The expected output for these data will look like this:
test_output = pd.DataFrame(data=[[9,9,6],[5.25,6.75,4.],[1,2,2]],columns=['df0','df1','df2'],index=['max','mean','min'])
Finally, we can use assert
statement to check if our function produces what we expect…
assert calc_stats(test_dict, test_dict.keys(), 'b') == test_output
…and get a ValueError
:
...
ValueError: The truth value of a DataFrame is ambiguous. Use a.empty, a.bool(), a.item(), a.any() or a.all().
The reason for this is that assert
takes a condition that produces a single boolean value,
but using ==
for two DataFrames results in an element-wise comparison and produces a DataFrame
filled with booleans.
This is the case when we need to use a more powerful assert
function, the one that is developed specifically
for a certain variable type. Pandas
has its own module called testing
that contains a number of type-specific
assert
functions. Let’s import this module:
import pandas.testing as pdt
And use assert_frame_equal
function that can compare DataFrames in a meaningful way:
pdt.assert_frame_equal(calc_stats(test_dict, test_dict.keys(), 'b'),
test_output,
check_exact=False,
atol=0.01)
The first two arguments of this function are just what we would expect: the call of our calc_stats
function and the expected test_output
. assert_frame_equal
will be comparing these two DataFrames.
The next two arguments allow this function to compare the DataFrames with only some degree of precision.

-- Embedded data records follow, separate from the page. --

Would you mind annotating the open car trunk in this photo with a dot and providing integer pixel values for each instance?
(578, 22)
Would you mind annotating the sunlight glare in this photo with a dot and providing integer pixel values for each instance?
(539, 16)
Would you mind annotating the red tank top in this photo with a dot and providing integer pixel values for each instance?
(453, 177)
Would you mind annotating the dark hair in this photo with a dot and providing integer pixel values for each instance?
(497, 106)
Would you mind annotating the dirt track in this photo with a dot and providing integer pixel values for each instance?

This precision is determined by the argument atol
, which stands for ‘absolute tolerance’. The DataFrames
will be considered equal if their elements differ no more than by atol
value. This is similar to the
pytest.approx
that we encountered in the previous episodes.

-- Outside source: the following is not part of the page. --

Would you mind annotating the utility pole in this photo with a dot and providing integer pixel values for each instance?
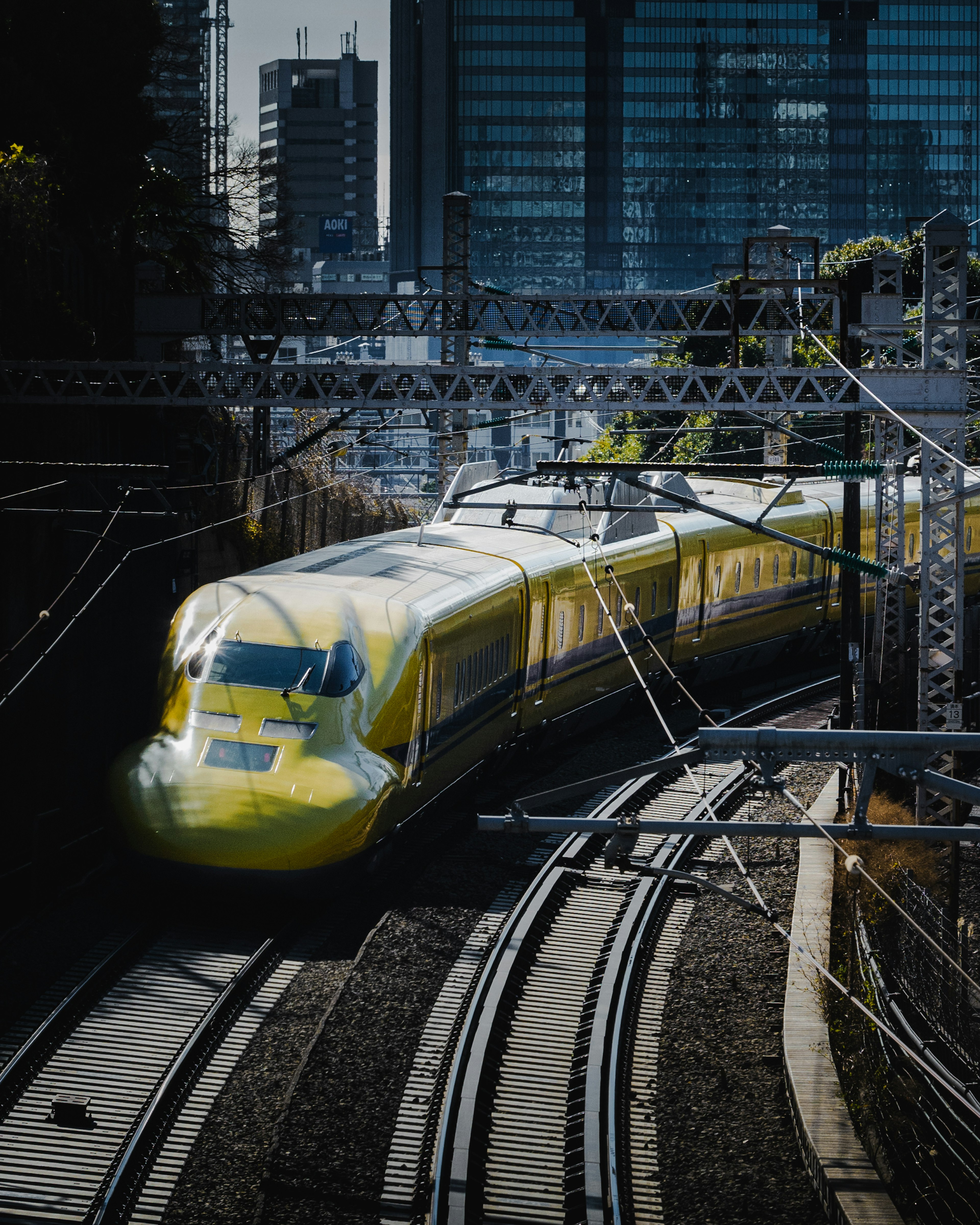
(886, 667)
(941, 571)
(455, 350)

This assertion is falining with an error message: apparently, our function produces mean
that equals 9.0
instead of 5.25.
...
AssertionError: DataFrame.iloc[:, 0] (column name="df0") are different
DataFrame.iloc[:, 0] (column name="df0") values are different (66.66667 %)
[index]: [max, mean, min]
[left]: [9.0, 9.0, 5.25]
[right]: [9.0, 5.25, 1.0]
At positional index 1, first diff: 9.0 != 5.25
Apparently, there are differences between the two DataFrames in the column ‘df0’; the values in the ‘max’ row are the same, but the ‘mean’ and ‘min’ values are different. Going back to the code of the function, we discover that these two lines:
...
stat["mean"] = models.max_mag(lc[b], mag_col)
stat["min"] = models.mean_mag(lc[b], mag_col)
...
use incorrect functions - a common case when e.g. part of the code was copy-pasted. Now we can fix these errors and relaunch the tests to make sure everything else is correct.
Key Points
We can assign multiple inputs to tests using parametrisation.
It’s important to understand the coverage of our tests across our code.
Writing unit tests takes time, so apply them where it makes the most sense.